Площадь одобрительно загудела, выкриков становилось всё больше, а Вегдаш всё крепче сжимал челюсти, словно пытаясь зубами удержать сползающую с лица вместе с лёгким румянцем невозмутимость. Он бросил взгляд на Тшеру и Верда — словно копьём пробил, но они ничем не могли ему помочь. Да и не хотели. Найрим не оглядывался — смотрел поверх толпы, словно раздумывая, послушать требование народа или нет, но Тшере отчего-то показалось — по его позе, осанке, по постановке головы — что и он, как Тарагат, случившемуся не удивился.
«Подсадные крикачи, чтобы раскачать толпу на нужное решение. Ловко, ловко!
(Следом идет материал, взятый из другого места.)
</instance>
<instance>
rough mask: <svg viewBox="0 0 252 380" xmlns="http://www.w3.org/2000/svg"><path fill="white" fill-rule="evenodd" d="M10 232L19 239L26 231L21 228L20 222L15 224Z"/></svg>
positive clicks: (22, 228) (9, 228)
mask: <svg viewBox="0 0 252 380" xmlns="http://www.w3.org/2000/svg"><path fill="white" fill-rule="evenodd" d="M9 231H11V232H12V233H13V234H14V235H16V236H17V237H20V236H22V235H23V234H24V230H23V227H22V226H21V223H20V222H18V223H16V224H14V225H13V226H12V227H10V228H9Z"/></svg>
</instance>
И в свитках глашатаев, которые писали Найрим и Тарагат, а Вегдаш не проверил — лишь надиктовал образец — наверняка ни про какого регента ни слова».
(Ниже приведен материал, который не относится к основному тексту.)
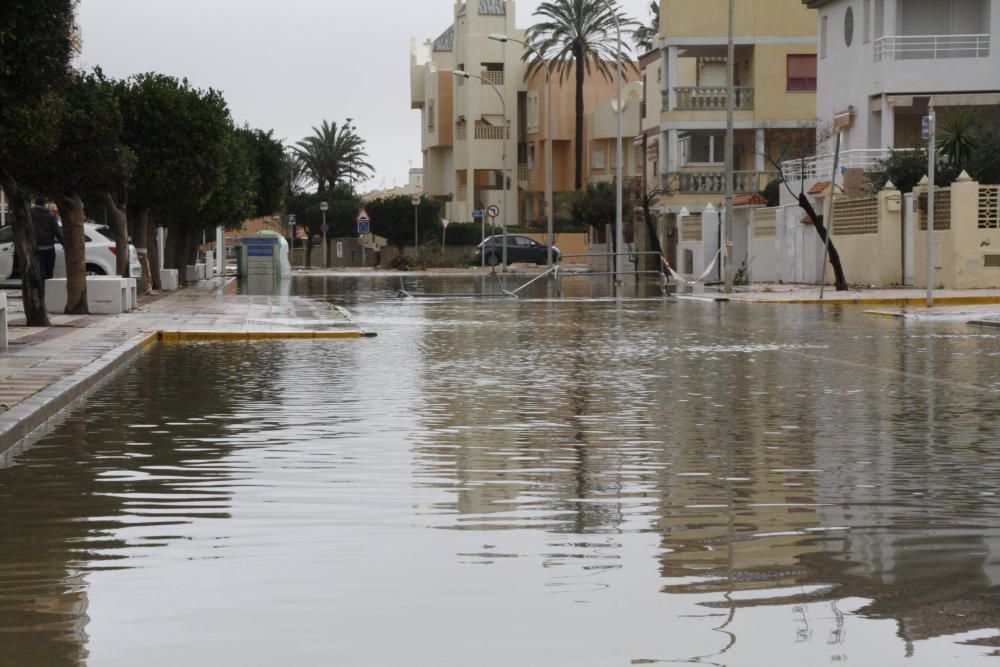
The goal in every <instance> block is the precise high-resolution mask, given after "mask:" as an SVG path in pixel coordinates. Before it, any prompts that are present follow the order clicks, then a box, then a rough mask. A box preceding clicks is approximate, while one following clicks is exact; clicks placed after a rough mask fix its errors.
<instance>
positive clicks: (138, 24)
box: [79, 0, 649, 189]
— Весь Хисарет за цероса! — крикнул звонкий женский голос. — Не нужен Гриалии никакой регент! Гриалии нужен церос по крови! Це-рос по кро-ви! — Она ударила кулаком воздух над своей головой. — Це-рос по кро-ви!!!
И вот уже вся площадь единым горлом кричит, вскидывая кулаки на каждый слог: «це-рос по кро-ви!»
Найрим, кажется, едва сдерживал улыбку. Вегдаш совершенно точно из последних сил сохранял бесстрастность. Тарагат у помоста не утруждал себя обузданием чувств и кричал вместе со всеми. Найрим чуть склонил голову, развёл руками, то ли уступая просьбам, то ли желая всех обнять
— Я здесь, чтобы служить своему народу, и если его воля такова…
— Да-а-а-а! — взревела вся площадь.
— Тогда я должен её исполнить, — закончил он, когда крик стих.